KESAH.IDSimbiosis antara politikus dan agamawan di tahun politik lewat proyek ketakutan akan memakai kesempatan apapun sebagai peluru untuk menimbulkan ketakutan massal yang akan dikapitalisasi menjadi dukungan pada kelompok tertentu agar memenangkan kontestasi politik

Alam semesta cenderung menuju ketidakteraturan, cenderung menjadi kacau atau entropi.

Dalam alam semesta bisa terjadi tabrakan antar galaksi. Orbit planet cenderung tidak teratur namun karena siklusnya lebih panjang dari manusia maka terlihat seperti teratur.

Namun di alam semesta ada sebuah sistem yang melawan entropi itu. Kehidupan berusaha menurunkan ketidakteraturan.

Kehidupan dimulai dari sel dan seluruh sel sama. Keteraturan dimungkinkan dengan energi yang diserap atau diperoleh dari luar dalam sistem yang terbuka.

Meski sel bisa mati namun mempunyai kemampuan regenerasi. Yang mati digantikan oleh yang baru dengan sifat yang kurang lebih sama. 

Kehidupan menjadi semakin banyak dan kompleks.
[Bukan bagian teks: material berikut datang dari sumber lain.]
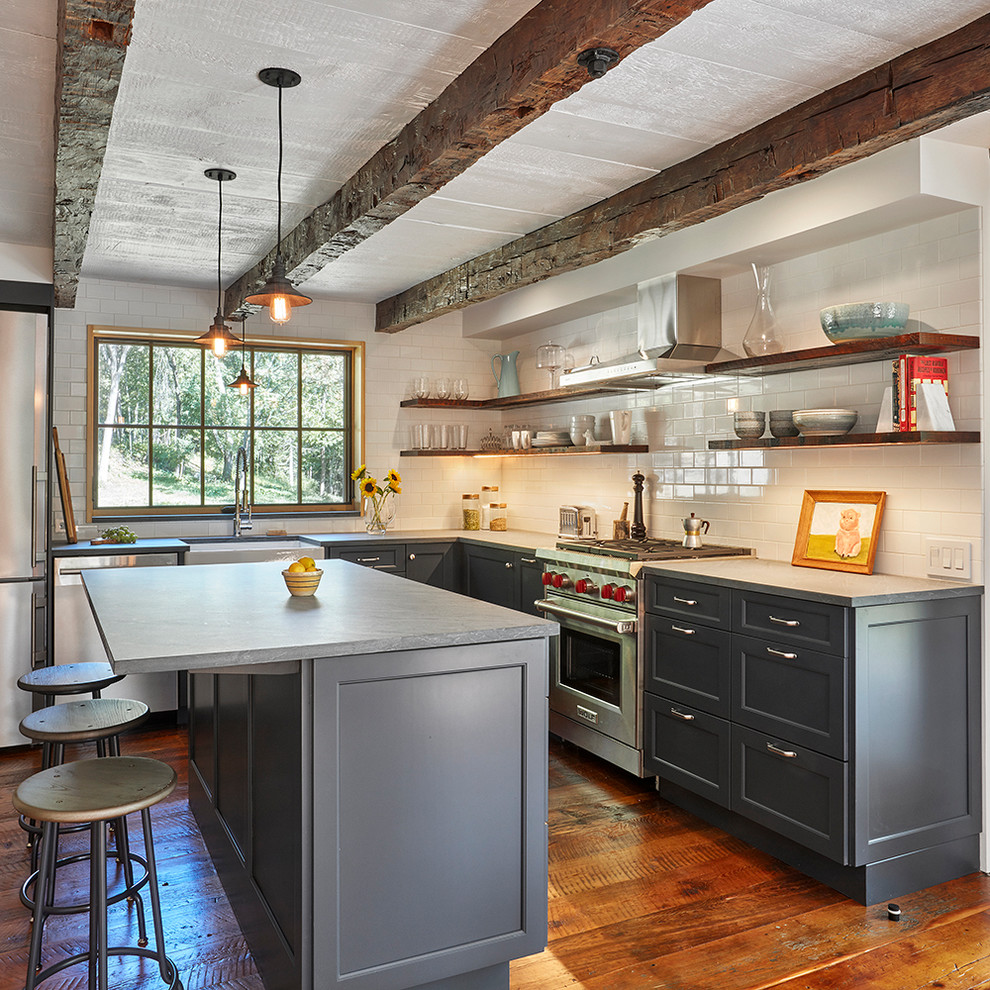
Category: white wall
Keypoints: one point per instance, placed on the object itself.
(753, 497)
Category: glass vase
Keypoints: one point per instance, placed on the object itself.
(763, 335)
(380, 514)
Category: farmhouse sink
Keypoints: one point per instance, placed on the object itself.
(238, 550)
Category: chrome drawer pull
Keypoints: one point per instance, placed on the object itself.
(784, 622)
(789, 753)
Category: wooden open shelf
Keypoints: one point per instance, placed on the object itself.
(849, 352)
(529, 399)
(850, 440)
(626, 448)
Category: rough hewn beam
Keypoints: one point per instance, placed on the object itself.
(916, 93)
(531, 67)
(93, 39)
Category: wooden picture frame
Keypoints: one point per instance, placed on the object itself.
(63, 491)
(838, 530)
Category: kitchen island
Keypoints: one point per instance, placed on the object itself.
(367, 766)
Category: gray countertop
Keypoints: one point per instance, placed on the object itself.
(523, 540)
(813, 584)
(229, 615)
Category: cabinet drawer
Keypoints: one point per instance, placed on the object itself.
(689, 662)
(708, 603)
(791, 691)
(389, 557)
(688, 747)
(792, 790)
(791, 620)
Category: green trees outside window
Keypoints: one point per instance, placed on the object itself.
(166, 428)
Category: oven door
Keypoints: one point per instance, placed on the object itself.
(593, 674)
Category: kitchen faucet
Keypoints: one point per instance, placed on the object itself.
(241, 503)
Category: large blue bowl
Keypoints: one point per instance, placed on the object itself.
(861, 321)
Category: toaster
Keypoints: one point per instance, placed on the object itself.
(577, 522)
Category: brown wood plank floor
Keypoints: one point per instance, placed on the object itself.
(642, 896)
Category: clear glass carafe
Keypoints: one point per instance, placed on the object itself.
(763, 335)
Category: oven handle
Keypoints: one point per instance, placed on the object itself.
(621, 626)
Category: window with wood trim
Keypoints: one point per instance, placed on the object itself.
(165, 428)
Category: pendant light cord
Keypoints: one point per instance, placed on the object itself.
(278, 242)
(219, 247)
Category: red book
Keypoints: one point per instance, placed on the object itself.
(921, 368)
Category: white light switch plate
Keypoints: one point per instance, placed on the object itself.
(952, 559)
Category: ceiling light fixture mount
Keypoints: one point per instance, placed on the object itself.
(219, 337)
(598, 61)
(278, 293)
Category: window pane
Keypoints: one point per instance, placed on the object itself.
(220, 452)
(276, 466)
(225, 406)
(324, 478)
(176, 460)
(324, 384)
(176, 378)
(122, 467)
(123, 383)
(277, 395)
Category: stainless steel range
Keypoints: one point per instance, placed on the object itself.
(594, 590)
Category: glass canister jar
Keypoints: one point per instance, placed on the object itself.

Ada banyak kepunahan namun spesies baru yang lahir juga lebih banyak.

Bumi atau dunia sekurangnya telah mengalami 5 kali kepunahan massal, namun laju kepunahan kalah dengan laju spesiasi.

Maka sejauh ini bisa dikatakan kehidupan di bumi berhasil melawan entropi. Ada semakin banyak alternatif untuk mempertahankan kehidupan.

Masalahnya antara satu kehidupan dengan kehidupan yang lain selalu berkompetisi. Kehidupan sering dipertahankan dengan cara mengorbankan kehidupan yang lain. 

Kompetisi ini sangat terlihat dalam kehidupan binatang. Selain memakan binatang lainnya, binatang juga berkompetisi dengan sesamanya untuk berebut makanan, memperebutkan wilayah, pasangan dan lainnya.

Manusia juga demikian, walau kemudian manusia menemukan jalan evolusi yang berbeda karena kemampuan membangun kerjasama dalam jumlah yang besar, kehidupan manusia kemudian jauh lebih teratur ketimbang binatang lainnya.

Hal itu dimungkinkan karena homo sapiens mempunyai kemampuan membuat aturan. Dan makin besar kelompok makin banyak pula aturannya.

Salah satu pengaturan yang paling universal adalah seks. 

Seks atau seksualitas yang sangat lebar itu kemudian disederhanakan menjadi dua yakni laki-laki dan perempuan. Dan hubungan seksual hanya dibenarkan jika terjadi diantara keduanya. 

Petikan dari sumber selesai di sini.